Margins, M&A priorities, and the data center opportunity
McCann discussed margin ambitions and how acquisitions affect reported results. He said Limbach has completed six deals since December 2021 and that, if those acquisitions were removed, the company’s margin would be about 28.2%. He said the company’s goal is to lift that legacy margin from roughly 28% toward 35% and eventually 40%, while noting that geographic expansion through acquisitions initially comes in at lower margins and requires improvement over time.
He attributed margin opportunity to providing “customer solutions that cannot be commoditized,” including engineered solutions, national-level design-build offerings, and “margin layering” when Limbach can both mark up an overall project and self-perform installation. He also cited an acquisition in North Carolina that provides specialized air handling equipment for “dirty air-type” environments, describing it as a model where the business can generate margin both on projects and components.
On acquisitions, McCann said targets should align with Limbach’s strategy of combining national reach with local relationships and becoming an “indispensable partner” to building owners. He outlined priorities that include expanding into additional metropolitan areas where Limbach does not yet have coverage, particularly building on its footprint in the Southeast and Midwest, and adding professional services that can accelerate penetration in vertical markets. He said the company is interested in capabilities such as commissioning and on-site engineering and is not focused on acquiring firms primarily to produce drawings, but rather teams with senior-level customer relationships.

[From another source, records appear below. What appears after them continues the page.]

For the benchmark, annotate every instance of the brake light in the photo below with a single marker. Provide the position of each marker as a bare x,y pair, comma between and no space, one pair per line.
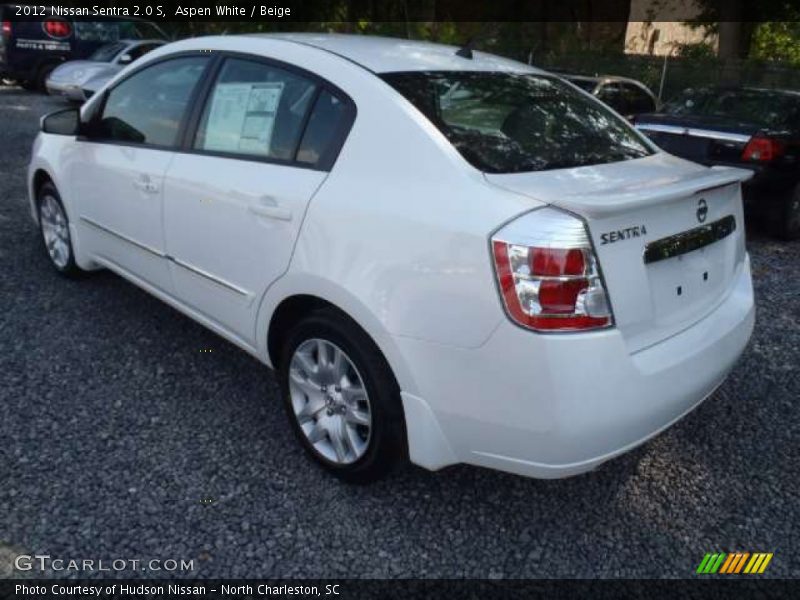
548,274
762,149
57,28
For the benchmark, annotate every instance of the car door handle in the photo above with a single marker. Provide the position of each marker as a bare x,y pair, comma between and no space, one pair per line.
269,208
146,186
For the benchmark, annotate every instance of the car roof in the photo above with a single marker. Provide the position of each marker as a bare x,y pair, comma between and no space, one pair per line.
742,88
387,55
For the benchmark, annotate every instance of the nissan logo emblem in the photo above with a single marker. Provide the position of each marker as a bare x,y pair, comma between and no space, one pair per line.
702,210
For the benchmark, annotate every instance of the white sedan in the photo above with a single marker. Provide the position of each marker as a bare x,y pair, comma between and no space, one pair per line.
446,256
70,78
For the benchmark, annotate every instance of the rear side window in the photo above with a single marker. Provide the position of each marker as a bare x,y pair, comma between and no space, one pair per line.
611,94
638,100
147,108
517,122
326,124
255,109
765,108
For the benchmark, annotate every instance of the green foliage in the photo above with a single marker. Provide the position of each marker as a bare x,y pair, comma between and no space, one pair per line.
778,41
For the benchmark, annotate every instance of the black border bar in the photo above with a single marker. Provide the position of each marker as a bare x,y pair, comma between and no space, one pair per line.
689,241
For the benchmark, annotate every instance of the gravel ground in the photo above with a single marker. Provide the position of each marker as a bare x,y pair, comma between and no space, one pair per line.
116,426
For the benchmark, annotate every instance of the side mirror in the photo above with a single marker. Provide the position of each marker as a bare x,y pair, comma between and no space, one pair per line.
62,122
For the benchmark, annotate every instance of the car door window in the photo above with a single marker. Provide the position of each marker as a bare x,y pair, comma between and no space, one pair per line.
147,108
325,126
638,100
255,109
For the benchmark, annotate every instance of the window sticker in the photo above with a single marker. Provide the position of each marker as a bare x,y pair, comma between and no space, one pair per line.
242,117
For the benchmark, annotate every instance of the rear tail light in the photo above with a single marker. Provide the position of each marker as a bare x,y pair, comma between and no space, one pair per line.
762,149
56,28
548,274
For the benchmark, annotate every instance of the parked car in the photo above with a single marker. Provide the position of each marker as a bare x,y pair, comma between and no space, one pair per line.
751,128
70,78
627,96
457,258
34,40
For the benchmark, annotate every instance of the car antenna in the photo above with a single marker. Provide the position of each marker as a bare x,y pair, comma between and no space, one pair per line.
466,50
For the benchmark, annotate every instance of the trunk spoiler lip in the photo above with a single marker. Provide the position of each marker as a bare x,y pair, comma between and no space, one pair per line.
615,201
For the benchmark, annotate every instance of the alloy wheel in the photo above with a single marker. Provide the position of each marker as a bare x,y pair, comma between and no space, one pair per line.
55,231
329,401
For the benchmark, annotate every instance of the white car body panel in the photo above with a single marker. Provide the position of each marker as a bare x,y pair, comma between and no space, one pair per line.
259,205
397,236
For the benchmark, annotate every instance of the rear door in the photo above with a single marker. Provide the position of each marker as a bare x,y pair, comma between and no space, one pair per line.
265,139
117,173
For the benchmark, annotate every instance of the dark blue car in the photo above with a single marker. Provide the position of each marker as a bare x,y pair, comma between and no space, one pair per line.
33,40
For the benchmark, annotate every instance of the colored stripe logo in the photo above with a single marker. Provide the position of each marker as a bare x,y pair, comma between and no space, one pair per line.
734,563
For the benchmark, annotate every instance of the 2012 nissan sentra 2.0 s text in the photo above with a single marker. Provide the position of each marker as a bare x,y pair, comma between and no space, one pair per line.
446,256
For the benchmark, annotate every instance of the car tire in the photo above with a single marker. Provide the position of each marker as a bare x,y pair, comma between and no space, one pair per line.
787,216
341,397
54,230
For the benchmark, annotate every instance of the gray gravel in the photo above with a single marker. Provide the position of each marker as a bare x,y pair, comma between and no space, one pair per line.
115,426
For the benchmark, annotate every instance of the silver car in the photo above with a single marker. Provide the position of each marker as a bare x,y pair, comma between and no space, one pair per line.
70,78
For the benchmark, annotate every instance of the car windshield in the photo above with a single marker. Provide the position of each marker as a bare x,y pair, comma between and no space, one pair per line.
765,108
108,52
517,122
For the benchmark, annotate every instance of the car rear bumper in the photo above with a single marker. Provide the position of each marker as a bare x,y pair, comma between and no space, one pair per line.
557,405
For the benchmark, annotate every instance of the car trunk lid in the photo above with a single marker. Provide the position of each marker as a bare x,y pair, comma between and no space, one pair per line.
669,235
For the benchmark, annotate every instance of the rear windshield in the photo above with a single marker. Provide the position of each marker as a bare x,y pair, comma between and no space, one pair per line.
765,108
516,122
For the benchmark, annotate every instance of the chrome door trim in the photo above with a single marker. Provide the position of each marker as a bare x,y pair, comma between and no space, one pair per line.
210,277
213,278
123,237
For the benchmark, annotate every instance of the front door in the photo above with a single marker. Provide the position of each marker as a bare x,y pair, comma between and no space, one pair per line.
234,205
117,174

McCann also addressed data centers, saying Limbach has worked in and around the space for roughly 10 years in the Columbus market across new builds, infrastructure, service and maintenance, and retrofit work. He said the company has been cautious about expanding beyond Columbus, but noted that customer demand increased toward the end of last year due to the volume of spending and a shortage of labor in the sector. He said Limbach is building a vertical market team to pursue opportunities beyond its local base. McCann stated that data centers represent less than 5% of current revenue, and said the company would not be building the team without seeing significant opportunity.
Finally, McCann addressed investor questions about how the owner-direct model is portrayed. He said the company is building a long-term strategy that may not always match short-term expectations and offered additional metrics, including that average owner-direct project size is about $240,000 compared with $2.7 million for GCR projects. He also said 27% of owner-direct revenue in 2025 was “quick burning,” which he noted some investors classify as recurring.
In discussing integration of a larger acquisition, Pioneer Power, McCann said the company’s approach begins with completing “phase one” integration work—systems, benefits, and accounting—followed by a “value creation” phase focused on raising margins through steps such as customer focus, contract renegotiation, and sales investment. He referenced a prior acquisition from December 2021 where margins improved from 13.4% to above 28% as an example of the company’s playbook.
About Limbach (NASDAQ:LMB)
Limbach Holdings, Inc (NASDAQ: LMB) is a U.S.-based mechanical construction firm specializing in the design, installation and maintenance of heating, ventilation and air conditioning (HVAC) systems, piping, plumbing and sheet metal fabrication. The company delivers comprehensive mechanical solutions to commercial, institutional, health care, education, government and industrial clients, drawing on its in-house engineering, prefabrication and construction management capabilities.
The company’s service offerings encompass full-scope mechanical construction, including energy system design, direct digital controls and building automation, retrofits, testing and balancing, preventive maintenance programs and emergency response services.